Using a special cap that captures brainwaves, musical scores for piping and drumming are now automated as virtual reality scoring has gained widespread acceptance. While pipers have always learned to read and write music from day one, the new Virtual Reality Scoring Cap is a breakthrough for many lead-drummers who, incredibly, still can’t read/write music. The Scoring Cap can be put into “teach” mode, brain waves – even faint ones from music-illiterate players – so that scores can be transferred mnemonically to other pipers and drummers. They won’t need to be physically present. The VR Scoring Cap works via what was once quaintly referred to as “the internet.”

Now entering his seventh decade as pipe-major, Sir Richard Parkes, knighted by King William in 2028, will call it a career in 2030. He can look back on his 18 World Championship wins with deserved pride. Sir Richard has not named a successor, but it’s thought that several in his band will be assimilated into the new UK United Pipe Band, an answer to EUSAUPB. As previously reported, 20-time World Solo Drumming Champion Steven McWhirter MBE will manage the percussion side of UKUPB.

New algorithms that recognize negative thought have been implemented by piping and drumming associations. The World Pipe Band Collective was the first to adopt the technology, which monitors the actions and words of pipers and drummers through special cameras mounted at competitions. Critical language expressed or negative body language captured at competitions will be interpreted by the new technology, and undesirables will be automatically suspended. The algorithms have been in use at sporting events and political rallies, and a version for the pipe band world has been finalized.

Only a few humanoid judges remain. Due to continuing outcry from competitors, the Shazam company launched the Judge Detector in 2028. Competition administrators simply hold up their iPhone 28, and Judge Detector assesses all aspects of the performance. Tone, tuning, unison, beats-per-minute, blowing, dynamics and ensemble are all interpreted automatically with one wave of Judge Detector. Foolproof results are fed to a robotic compiler in real time.

The pipe band world was honoured to have Scotland’s President Nicola Sturgeon present the prizes at the first National Pipe Band Championship at Holyrood Park. Held under a massive marquee, President Sturgeon’s team received a notification from the robotic compiler and spoke live to all bands via her office at the Scottish Parliament. Band members eagerly awaited the news as they sat on their eco-buses, VR headsets in place when Sturgeon delivered the news. Eastern USA United was delighted that US President Schmutz did not have to call in an air strike.

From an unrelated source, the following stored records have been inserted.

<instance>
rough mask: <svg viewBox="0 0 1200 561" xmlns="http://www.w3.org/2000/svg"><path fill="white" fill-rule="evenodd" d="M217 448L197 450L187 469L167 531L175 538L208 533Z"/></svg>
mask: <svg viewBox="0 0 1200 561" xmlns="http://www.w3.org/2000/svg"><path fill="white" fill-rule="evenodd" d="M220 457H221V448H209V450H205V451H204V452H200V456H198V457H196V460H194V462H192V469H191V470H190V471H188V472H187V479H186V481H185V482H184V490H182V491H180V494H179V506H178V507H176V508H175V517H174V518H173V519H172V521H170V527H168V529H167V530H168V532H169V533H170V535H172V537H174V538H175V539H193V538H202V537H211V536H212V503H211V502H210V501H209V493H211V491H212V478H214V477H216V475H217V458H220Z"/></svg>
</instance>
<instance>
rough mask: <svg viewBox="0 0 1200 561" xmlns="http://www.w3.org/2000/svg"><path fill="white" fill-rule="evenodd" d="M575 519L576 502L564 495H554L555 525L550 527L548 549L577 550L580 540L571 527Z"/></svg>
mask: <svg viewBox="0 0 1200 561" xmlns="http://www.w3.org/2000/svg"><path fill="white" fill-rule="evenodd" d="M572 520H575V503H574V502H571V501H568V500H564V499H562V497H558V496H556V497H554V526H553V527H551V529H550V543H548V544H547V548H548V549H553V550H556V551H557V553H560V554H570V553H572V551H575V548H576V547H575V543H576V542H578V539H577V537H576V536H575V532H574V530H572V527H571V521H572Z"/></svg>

The big gatherings saw success in the last few years, with piobaireachds set for the various competitions including the winning tunes in their ceol mor composing contests. This strategy has worked like a charm. By putting a call out each year for new compositions to enter to win a £2,500 first prize, and then requiring competitors to submit some of those winning tunes, these new piobaireachds are quickly embraced. It’s an exciting new era for piobaireachd.

And on the uniform front, the popularity of one colour kilts has really taken off. Bands are taking a monochrome, non-tartan approach to their uniforms, inspired by the saffron, hodden grey and green kilts occasionally seen before. This simplified dress is a lot less expensive for bands as well, as they continue to pay games and festivals for the privilege of performing at them.

On a note closer to home, pipes|drums version 7 should be launched in its new Fingertip format by mid-year. Always on top of communications technology, your favourite publication will take advantage of the wildly successful GooppleFlix Fingertip Thimble, which enables “readers” to digest content directly into their implanted chip, feeding to synaptic waves. Just one swipe of the Fingertip Thimble and your favourite content will be transferred to your brain in real time. No more tedious reading!

The 2020s were quite a decade of change for piping and drumming. But it’s nothing compared with what we will see in the 2030s.